Diese Geschichte pflegte Raw Jossef Schlomo Kahanemann sZl., der Ponivezher Row, öfters zu erzählen. Vor allem während der kalten Winterzeit, wenn die Häuser gut geheizt waren und kleine und grosse Kinder mit Pullovern, Handschuhen und Stiefeln warm bekleidet waren.
“Nur im Verdienst dieser Geschichte konnte ich die Jeschiwa aufbauen“, pflegte er zu sagen. „Ich kam nach Erez Jisrael und war körperlich und geistig gebrochen. Ich hatte in Europa meine ganze Familie verloren: Den Vater, die Mutter, Brüder, Schwestern, Frau und Kinder. Allein und verlassen kam ich ins heilige Land.
Ich liess mich in Bne Brak nieder.
Damals war es eine kleine, staubige Stadt. Auf dem grossen Grundstück von Raw Jakow Halperin gründete ich die Jeschiwa. Mit all meinen Kräften baute ich die Jeschiwa auf, während die Nachrichten über den Tod und die Verwüstungen aus Europa mich erreichten.“
„Durch seine Zores hat Raw Kahanemann seinen Verstand verloren“, meinten alle. „Wer baut zu solch einer Zeit eine Jeschiwa? Niemand weiss, was der folgende Tag bringen wird, und der Raw von Ponivesch befasst sich mit Bauarbeiten? Schade um die Mühe und das Geld, das der Raw investiert. Diese Jeschiwa wird leerbleiben. Schade… “ So redeten die Leute und diese Stimmung herrschte damals überall in Erez Jisrael. Aber das Bild meiner Mutter stand mir vor den Augen, die immer wieder, sechsmal hintereinander, mit einem Wollmantel und unserem einzigen Paar Stiefel hin- und zurückging. Sie rief mir zu: „Jossef Schlomo, baue die Jeschiwa.
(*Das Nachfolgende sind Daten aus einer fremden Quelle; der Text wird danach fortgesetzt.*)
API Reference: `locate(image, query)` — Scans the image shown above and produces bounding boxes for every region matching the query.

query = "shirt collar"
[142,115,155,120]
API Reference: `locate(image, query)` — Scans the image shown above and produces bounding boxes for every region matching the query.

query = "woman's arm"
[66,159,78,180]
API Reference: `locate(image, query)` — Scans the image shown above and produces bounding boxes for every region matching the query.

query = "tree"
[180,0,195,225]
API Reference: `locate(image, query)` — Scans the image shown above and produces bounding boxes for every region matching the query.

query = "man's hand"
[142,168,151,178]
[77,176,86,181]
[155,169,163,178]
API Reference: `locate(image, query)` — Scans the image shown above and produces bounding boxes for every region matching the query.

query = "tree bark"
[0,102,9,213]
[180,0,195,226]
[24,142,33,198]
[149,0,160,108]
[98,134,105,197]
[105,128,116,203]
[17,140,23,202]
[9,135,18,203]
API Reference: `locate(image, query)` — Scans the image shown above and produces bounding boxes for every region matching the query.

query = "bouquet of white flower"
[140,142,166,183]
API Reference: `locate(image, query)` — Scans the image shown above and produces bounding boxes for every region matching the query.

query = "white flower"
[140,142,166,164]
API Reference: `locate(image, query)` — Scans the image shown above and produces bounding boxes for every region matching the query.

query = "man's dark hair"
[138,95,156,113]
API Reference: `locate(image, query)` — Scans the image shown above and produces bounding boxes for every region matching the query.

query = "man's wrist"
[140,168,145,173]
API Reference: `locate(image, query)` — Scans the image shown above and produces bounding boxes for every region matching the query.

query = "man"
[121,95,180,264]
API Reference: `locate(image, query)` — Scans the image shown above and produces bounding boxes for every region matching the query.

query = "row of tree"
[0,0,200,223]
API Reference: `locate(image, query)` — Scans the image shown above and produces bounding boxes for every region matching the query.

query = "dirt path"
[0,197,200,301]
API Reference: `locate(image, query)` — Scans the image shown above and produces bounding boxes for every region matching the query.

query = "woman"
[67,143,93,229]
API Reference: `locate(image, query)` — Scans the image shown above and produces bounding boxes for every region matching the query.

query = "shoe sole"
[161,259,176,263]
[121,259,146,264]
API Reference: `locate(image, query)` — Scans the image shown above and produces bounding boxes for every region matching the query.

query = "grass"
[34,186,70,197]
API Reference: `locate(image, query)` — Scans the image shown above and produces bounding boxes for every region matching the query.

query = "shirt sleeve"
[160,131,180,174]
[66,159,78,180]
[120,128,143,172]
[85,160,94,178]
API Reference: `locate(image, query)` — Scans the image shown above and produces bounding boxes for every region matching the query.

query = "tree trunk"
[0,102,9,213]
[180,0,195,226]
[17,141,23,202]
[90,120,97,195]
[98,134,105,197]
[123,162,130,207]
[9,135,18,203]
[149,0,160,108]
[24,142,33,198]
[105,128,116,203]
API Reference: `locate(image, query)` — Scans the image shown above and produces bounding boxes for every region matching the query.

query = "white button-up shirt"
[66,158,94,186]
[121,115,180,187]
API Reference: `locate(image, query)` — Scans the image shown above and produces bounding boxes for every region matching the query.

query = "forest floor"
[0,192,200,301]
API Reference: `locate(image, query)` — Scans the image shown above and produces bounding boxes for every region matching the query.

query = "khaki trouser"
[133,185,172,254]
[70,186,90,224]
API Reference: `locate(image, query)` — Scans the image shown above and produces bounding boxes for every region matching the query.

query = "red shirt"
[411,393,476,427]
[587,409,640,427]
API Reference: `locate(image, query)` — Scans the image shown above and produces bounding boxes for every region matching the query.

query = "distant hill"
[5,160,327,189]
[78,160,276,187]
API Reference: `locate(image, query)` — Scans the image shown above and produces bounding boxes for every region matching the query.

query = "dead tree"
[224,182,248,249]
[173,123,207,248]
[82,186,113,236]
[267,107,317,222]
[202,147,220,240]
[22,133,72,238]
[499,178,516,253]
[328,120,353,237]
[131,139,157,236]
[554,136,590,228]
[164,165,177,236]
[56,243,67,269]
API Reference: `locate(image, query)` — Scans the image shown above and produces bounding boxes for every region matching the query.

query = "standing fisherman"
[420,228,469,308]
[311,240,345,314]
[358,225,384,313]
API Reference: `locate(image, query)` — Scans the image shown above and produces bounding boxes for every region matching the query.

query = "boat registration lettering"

Werde nicht schwach, alles ist möglich und nichts ist schwer, selbst wenn die Nazis bereits an den Toren von Erez Jisrael stehen!”
„Die Fundamente der Ponivescher Jeschiwa auf dem Hügel in Bne Brak“, pflegte Rav Jossef Schlomo Kahanemann zu sagen, „die Fundamente dieser Jeschiwa sind aus Zement und Beton.“
„Aber darunter liegt ein alter Mantel und ein einziges Paar Stiefel…”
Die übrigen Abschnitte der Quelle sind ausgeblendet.